Among the 15 candidate genes identified through STGE, a few are of particular interest. Sine oculis homeobox homolog 3 (SIX3) encodes a type of transcription factor belonging to the sine oculis homeobox transcription factor family (Steinmetz et al., 2010). Multiple lines of evidence based on animal models have linked this locus to brain development (Steinmetz et al., 2010; Schacht et al., 2020). A recent GWA study associated genetic polymorphisms of SIX3 with math ability, and its weakening was considered a sign of the progression of AD patients (Lee et al., 2018). Actin-related protein 3B (ACTR3B) encodes a member of the actin-related protein (ARP) family, which might regulate and induce cell shape changes and motility (Hu et al., 2018). Several previous studies have linked ACTR3B to brain aging progression, although no direct GWA study has validated the connection between genetic polymorphisms of these loci and AD (Hu et al., 2018; Seefelder and Kochanek, 2021). In addition, multiple animal models and population-based evidence have been published for dopamine receptor D2 (DRD2) and gamma-aminobutyric acid type A receptor subunit alpha 5 (GABRA5) being associated with brain-related disorders and traits, including schizophrenia, bipolar disorder, Parkinson’s disorder, and neurotransmission (Prisciandaro et al., 2017; Escamilla et al., 2018; Mundorf et al., 2021; Zhang et al., 2021). In a recent study, Blum et al. concluded that the DRD2 Taq1A A1 allele might increase the risk of Alzheimer’s aging in African Americans by integrating and reviewing previously published data (Blum et al., 2018). Additionally, the genes BAG Cochaperone 3 (BAG3), inositol polyphosphate-5-phosphatase A (INPP5A), seizure related 6 homolog (SEZ6), and intercellular adhesion molecule 5 (ICAM5) are involved in the progression of AD has been proposed in several functional studies using animal models (Hoarau et al., 2011; Paetau et al., 2017; Zhu et al., 2018; Zhou et al., 2020; Zhu et al., 2021). Within these genes, through proteomic study, BAG3 may affect AD by influencing the interpretation of Aβ and tau protein, and patients with AD have much lower levels of SEZ6 in their cerebrospinal fluid than those without dementia (Khoonsari et al., 2016; Gonzalez-Rodriguez et al., 2021). Further in vivo and in vitro studies are needed to validate the functional connections between the risk of AD and the genes on the predicted list.

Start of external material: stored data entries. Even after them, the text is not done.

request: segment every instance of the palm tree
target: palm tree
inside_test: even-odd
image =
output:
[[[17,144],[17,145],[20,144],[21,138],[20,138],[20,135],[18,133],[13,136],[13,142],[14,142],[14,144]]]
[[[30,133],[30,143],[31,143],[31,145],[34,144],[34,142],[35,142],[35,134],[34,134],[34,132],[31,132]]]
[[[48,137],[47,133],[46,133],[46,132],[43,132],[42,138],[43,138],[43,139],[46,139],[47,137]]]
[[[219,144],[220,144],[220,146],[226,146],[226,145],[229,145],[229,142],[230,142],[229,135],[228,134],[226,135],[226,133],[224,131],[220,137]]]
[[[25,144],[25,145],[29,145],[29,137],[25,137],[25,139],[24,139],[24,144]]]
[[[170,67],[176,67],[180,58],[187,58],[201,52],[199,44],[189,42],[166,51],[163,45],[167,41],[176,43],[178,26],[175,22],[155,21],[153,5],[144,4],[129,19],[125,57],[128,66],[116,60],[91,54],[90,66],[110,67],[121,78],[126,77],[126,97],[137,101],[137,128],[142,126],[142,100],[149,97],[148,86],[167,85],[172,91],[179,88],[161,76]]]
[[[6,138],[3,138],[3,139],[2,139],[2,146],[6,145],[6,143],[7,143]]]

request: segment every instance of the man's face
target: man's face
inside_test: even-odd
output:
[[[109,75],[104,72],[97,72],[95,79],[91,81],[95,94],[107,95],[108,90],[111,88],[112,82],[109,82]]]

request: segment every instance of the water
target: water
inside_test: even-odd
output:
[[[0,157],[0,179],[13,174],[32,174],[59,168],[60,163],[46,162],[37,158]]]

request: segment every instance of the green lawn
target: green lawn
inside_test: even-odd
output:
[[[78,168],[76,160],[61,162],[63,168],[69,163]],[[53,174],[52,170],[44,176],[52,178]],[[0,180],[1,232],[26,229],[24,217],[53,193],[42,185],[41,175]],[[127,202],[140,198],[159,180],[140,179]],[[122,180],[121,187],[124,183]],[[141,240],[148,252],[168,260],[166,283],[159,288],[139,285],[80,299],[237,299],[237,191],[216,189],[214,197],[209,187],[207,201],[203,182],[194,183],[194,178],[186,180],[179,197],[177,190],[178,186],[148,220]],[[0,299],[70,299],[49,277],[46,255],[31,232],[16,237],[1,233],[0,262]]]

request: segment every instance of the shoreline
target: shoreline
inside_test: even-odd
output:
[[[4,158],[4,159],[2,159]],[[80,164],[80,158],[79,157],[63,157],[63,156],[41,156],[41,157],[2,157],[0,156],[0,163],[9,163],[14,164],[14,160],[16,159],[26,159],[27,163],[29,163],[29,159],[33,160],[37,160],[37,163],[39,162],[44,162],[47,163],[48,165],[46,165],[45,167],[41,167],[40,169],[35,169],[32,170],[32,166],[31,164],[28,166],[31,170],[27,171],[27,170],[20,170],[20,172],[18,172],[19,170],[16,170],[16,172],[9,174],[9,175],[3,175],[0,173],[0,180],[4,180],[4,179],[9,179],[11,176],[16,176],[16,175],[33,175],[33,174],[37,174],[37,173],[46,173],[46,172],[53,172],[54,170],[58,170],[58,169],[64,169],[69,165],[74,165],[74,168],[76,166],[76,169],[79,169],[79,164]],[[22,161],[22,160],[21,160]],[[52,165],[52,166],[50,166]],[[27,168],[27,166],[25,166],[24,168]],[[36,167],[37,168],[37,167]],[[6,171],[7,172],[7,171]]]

Three of the 15 pathways identified by GO and KEGG pathway enrichment analyses are worthy of attention, including regulation of synapse structural plasticity, branching morphogenesis of a nerve and forced vital capacity. According to a review, synapse structural plasticity is related to the number of spines, and post-mortem reports of Alzheimer’s brains showed reduced spine number in the hippocampus and cortex (Chidambaram et al., 2019). One research studying novel compounds’ effect on neuronal branching morphogenesis of PC12 cells indicates that branching morphogenesis is one of the entry points for research to promote recovery of nerve regeneration following neurodegenerative diseases, like AD (Katebi et al., 2019). A prospective cohort study of 431,834 individuals shows that per unit decrease in lung function measure was each associated with increased risk for all-cause dementia (including AD). As for forced vital capacity, its hazard ratio (HR) is 1.16 and p-value is 2.04 × 10−5 (Ma et al., 2023).

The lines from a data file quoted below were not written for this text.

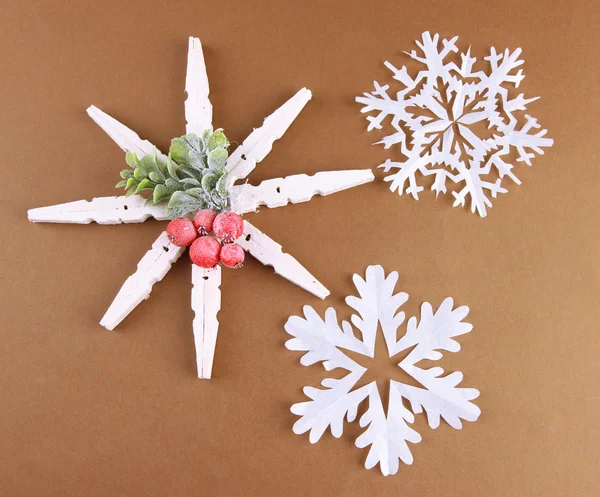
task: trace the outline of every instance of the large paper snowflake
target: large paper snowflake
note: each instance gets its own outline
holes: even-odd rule
[[[460,64],[450,60],[458,52],[457,39],[442,39],[440,46],[440,35],[423,33],[422,41],[416,42],[420,52],[408,54],[425,66],[414,78],[406,67],[397,69],[385,62],[401,85],[395,98],[388,94],[388,85],[376,81],[375,90],[356,101],[364,105],[362,112],[375,112],[367,116],[369,131],[381,129],[390,118],[395,132],[379,143],[385,148],[399,145],[405,156],[402,162],[388,159],[379,166],[385,172],[397,169],[385,178],[392,191],[418,199],[423,186],[417,183],[417,172],[433,176],[436,196],[446,193],[450,180],[462,186],[452,192],[454,206],[464,206],[469,196],[471,211],[485,216],[486,207],[492,205],[489,197],[506,193],[501,186],[505,176],[520,184],[512,160],[531,165],[535,153],[543,154],[542,147],[551,146],[553,140],[545,138],[546,130],[530,115],[519,124],[519,111],[537,100],[522,93],[513,98],[508,92],[508,85],[518,88],[525,77],[522,69],[516,71],[523,64],[521,49],[496,53],[492,48],[484,57],[490,69],[475,70],[470,48],[460,53]],[[482,125],[490,132],[482,133],[478,129]]]
[[[189,40],[185,90],[188,94],[185,101],[186,132],[201,136],[205,130],[212,130],[212,104],[208,98],[208,76],[198,38]],[[300,90],[267,117],[262,127],[255,129],[229,156],[226,169],[231,210],[244,214],[256,211],[261,205],[281,207],[290,202],[306,202],[316,194],[328,195],[373,181],[373,173],[365,169],[327,171],[313,176],[299,174],[263,181],[258,186],[234,184],[246,178],[256,164],[265,158],[271,151],[273,142],[281,138],[310,98],[309,90]],[[155,147],[149,141],[142,140],[116,119],[94,106],[88,109],[88,114],[125,152],[134,152],[140,157],[153,154]],[[157,156],[163,162],[167,159],[160,151]],[[121,196],[79,200],[31,209],[28,217],[33,222],[87,224],[95,221],[99,224],[120,224],[143,222],[149,217],[162,221],[167,219],[167,214],[166,205],[147,205],[144,198],[133,195],[127,198]],[[244,234],[237,243],[261,263],[273,266],[276,273],[292,283],[320,298],[329,295],[327,288],[296,259],[283,253],[279,244],[248,221],[244,221]],[[137,271],[125,281],[100,324],[109,330],[114,329],[138,304],[149,297],[154,283],[162,280],[184,250],[185,248],[170,243],[163,231],[140,260]],[[210,378],[219,325],[217,313],[221,306],[220,267],[203,269],[192,266],[192,283],[198,377]]]
[[[322,362],[328,371],[342,368],[348,372],[341,379],[323,380],[324,389],[304,388],[311,400],[292,406],[292,412],[300,416],[294,424],[294,432],[310,431],[310,441],[316,443],[329,427],[332,435],[339,438],[344,417],[349,422],[354,421],[359,404],[368,399],[368,408],[360,418],[360,426],[366,430],[356,439],[356,446],[371,446],[365,462],[367,469],[379,463],[384,475],[395,474],[399,460],[405,464],[413,462],[408,442],[421,441],[421,435],[409,426],[414,421],[413,413],[425,411],[431,428],[437,428],[441,418],[460,429],[461,419],[475,421],[479,417],[479,408],[471,402],[479,396],[479,391],[457,386],[463,379],[462,373],[442,376],[444,370],[440,367],[423,369],[418,365],[424,359],[441,359],[440,351],[460,350],[453,338],[472,330],[469,323],[463,322],[469,308],[453,309],[451,298],[445,299],[435,312],[430,304],[424,303],[420,321],[411,317],[406,333],[399,339],[397,332],[404,322],[404,312],[398,311],[408,295],[394,294],[398,273],[386,277],[381,266],[369,266],[364,280],[357,274],[353,280],[359,297],[347,297],[346,303],[357,313],[351,321],[360,333],[358,337],[349,322],[342,321],[340,327],[331,307],[323,320],[312,307],[305,306],[304,319],[292,316],[285,325],[286,331],[294,336],[286,342],[286,347],[306,352],[300,359],[304,366]],[[387,414],[376,382],[352,390],[367,369],[343,352],[346,349],[374,357],[378,326],[381,326],[390,357],[414,347],[398,366],[423,386],[390,380]],[[413,412],[404,406],[403,399],[410,403]]]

The current study has several limitations. First, there is still much space for the promotion of STGE, although the performance of STGE is comparable to that of previous models based on PPI network properties. In addition, as bioinformatics data mining is based on publicly available databases, the completeness of the current work might be limited owing to data availability. The gene expression data in the brain substantia nigra in the age group of 30–39 years were unavailable from the database; therefore, this feature was not included in the model construction and evaluation. Besides, although the data for training the model contains non-coding RNA, which have been shown to play an important role in the pathogenesis of complex disorders (Goyal et al., 2018), all candidate AD risk genes are protein-coding genes in the current study. Furthermore, the data we used in our research can only correlate to tissues, so we were unable to associate these genes with specific brain cell types.

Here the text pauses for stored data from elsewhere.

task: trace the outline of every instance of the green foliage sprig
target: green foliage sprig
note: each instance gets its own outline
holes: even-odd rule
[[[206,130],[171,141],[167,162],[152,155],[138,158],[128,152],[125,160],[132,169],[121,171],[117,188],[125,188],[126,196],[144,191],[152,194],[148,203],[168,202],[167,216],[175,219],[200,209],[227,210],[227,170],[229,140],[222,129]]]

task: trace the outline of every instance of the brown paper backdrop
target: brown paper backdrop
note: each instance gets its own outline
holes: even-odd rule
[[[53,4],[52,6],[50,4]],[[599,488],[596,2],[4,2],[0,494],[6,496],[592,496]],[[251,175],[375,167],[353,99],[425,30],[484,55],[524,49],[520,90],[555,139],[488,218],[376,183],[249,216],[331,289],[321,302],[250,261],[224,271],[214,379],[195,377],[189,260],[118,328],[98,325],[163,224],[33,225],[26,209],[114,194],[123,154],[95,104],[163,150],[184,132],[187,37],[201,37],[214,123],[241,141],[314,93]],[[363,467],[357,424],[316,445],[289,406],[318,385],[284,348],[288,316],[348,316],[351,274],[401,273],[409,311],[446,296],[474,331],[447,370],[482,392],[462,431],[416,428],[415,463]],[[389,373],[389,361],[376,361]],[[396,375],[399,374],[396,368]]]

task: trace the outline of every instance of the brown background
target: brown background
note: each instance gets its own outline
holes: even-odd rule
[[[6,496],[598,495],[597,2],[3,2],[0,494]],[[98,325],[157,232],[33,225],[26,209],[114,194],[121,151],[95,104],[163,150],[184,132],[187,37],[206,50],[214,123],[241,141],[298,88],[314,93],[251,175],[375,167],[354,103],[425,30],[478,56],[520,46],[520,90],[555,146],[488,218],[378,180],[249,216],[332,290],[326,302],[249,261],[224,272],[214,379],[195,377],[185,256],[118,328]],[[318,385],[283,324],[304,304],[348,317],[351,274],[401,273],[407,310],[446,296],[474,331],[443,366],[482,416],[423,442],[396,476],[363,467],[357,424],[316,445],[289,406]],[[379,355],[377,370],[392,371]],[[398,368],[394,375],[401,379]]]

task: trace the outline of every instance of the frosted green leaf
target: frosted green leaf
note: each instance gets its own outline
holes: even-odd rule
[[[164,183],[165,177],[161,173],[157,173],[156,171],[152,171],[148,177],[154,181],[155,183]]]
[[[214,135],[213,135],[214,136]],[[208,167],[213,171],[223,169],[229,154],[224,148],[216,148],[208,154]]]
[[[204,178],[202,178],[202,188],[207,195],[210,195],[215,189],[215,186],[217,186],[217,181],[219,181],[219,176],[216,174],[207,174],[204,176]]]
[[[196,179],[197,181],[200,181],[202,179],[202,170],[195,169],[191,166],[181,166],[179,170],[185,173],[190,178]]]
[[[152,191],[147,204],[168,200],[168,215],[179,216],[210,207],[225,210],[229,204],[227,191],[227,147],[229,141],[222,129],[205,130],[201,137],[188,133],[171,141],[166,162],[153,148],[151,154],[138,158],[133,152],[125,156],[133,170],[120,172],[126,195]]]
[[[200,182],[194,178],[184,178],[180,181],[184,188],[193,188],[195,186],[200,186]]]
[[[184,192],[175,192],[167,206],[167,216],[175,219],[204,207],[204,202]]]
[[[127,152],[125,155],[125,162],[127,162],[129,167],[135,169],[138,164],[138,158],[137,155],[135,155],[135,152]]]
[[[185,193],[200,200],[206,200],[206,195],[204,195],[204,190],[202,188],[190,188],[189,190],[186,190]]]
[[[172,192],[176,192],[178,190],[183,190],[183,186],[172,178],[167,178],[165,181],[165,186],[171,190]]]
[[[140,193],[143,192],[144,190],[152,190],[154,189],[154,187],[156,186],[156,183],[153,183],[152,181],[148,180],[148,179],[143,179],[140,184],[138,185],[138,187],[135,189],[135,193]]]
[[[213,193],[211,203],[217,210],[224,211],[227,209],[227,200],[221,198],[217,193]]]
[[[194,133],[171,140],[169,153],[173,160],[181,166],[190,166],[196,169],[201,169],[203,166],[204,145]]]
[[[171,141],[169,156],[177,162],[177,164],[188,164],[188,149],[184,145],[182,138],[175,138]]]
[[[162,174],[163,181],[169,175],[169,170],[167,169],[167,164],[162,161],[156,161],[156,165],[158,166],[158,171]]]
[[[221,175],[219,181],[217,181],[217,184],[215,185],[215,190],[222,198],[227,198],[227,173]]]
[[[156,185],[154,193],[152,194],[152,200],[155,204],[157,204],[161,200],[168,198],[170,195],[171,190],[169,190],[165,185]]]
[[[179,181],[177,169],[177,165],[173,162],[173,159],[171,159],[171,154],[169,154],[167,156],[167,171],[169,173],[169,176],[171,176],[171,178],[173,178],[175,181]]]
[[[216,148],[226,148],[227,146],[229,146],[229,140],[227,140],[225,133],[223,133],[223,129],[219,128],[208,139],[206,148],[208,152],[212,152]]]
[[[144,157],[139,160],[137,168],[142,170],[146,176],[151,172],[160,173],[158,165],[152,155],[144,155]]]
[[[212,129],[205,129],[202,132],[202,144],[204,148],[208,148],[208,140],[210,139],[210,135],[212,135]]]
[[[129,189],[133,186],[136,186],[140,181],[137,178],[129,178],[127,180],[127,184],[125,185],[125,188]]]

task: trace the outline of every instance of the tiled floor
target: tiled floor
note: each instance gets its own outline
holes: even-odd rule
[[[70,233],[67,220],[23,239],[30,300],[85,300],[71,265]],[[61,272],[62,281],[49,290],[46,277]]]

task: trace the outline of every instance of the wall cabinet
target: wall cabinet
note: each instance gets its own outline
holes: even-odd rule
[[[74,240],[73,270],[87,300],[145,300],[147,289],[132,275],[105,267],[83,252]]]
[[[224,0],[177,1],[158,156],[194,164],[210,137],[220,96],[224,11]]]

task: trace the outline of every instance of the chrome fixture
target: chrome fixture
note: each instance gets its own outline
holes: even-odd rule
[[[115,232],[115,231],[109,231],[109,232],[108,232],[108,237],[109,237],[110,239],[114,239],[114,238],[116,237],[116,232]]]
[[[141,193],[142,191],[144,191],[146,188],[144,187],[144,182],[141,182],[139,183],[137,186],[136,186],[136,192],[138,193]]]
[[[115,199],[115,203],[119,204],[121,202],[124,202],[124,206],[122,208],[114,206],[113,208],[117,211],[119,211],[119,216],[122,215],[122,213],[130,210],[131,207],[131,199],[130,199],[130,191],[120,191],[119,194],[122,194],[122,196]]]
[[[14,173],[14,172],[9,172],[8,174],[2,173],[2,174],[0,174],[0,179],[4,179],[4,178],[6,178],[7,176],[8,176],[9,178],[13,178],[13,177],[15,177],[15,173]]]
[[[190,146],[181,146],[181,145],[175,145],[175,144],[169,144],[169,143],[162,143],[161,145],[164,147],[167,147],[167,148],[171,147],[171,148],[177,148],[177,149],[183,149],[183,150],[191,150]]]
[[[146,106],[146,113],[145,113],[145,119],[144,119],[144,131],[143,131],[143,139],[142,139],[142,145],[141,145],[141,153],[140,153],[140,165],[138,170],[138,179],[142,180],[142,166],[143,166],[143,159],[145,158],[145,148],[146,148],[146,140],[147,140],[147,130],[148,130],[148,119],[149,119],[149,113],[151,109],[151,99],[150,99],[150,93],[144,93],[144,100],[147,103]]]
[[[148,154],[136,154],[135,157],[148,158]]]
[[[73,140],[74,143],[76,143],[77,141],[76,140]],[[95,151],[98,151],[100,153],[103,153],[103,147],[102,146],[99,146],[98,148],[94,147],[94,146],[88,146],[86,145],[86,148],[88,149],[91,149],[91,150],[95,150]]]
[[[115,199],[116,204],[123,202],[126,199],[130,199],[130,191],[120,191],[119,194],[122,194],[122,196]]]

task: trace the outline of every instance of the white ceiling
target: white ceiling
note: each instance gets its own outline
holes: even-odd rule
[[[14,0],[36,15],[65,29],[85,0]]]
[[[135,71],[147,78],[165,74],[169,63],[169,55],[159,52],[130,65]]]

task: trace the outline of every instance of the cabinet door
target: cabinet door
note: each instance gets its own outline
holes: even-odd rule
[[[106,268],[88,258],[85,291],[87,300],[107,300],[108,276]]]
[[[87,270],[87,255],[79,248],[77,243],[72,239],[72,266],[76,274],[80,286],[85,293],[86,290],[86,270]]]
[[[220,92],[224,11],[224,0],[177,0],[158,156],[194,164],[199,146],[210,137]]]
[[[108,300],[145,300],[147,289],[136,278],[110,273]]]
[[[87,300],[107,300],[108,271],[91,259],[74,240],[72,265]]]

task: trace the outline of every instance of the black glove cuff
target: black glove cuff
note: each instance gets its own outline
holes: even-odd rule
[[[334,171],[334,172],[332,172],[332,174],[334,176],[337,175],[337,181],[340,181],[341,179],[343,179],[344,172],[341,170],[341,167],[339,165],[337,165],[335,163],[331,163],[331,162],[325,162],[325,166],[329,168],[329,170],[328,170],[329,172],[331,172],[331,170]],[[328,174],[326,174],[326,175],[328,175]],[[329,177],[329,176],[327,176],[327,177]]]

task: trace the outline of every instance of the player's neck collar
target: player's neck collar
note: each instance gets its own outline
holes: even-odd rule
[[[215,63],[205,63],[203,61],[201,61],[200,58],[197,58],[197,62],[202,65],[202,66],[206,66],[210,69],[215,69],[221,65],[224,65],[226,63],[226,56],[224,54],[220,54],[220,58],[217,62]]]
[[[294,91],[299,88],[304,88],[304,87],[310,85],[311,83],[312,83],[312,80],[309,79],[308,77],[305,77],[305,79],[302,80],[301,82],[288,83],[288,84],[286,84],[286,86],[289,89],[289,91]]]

In summary, in the present study, an efficient analysis framework based on spatial and temporal features of gene expression was proposed to prioritize AD risk genes. The newly proposed framework performed comparably to previous prediction methods based on PPI network properties. A list of 15 candidate genes for AD risk was also generated to provide data support for further studies on the genetic etiology of AD.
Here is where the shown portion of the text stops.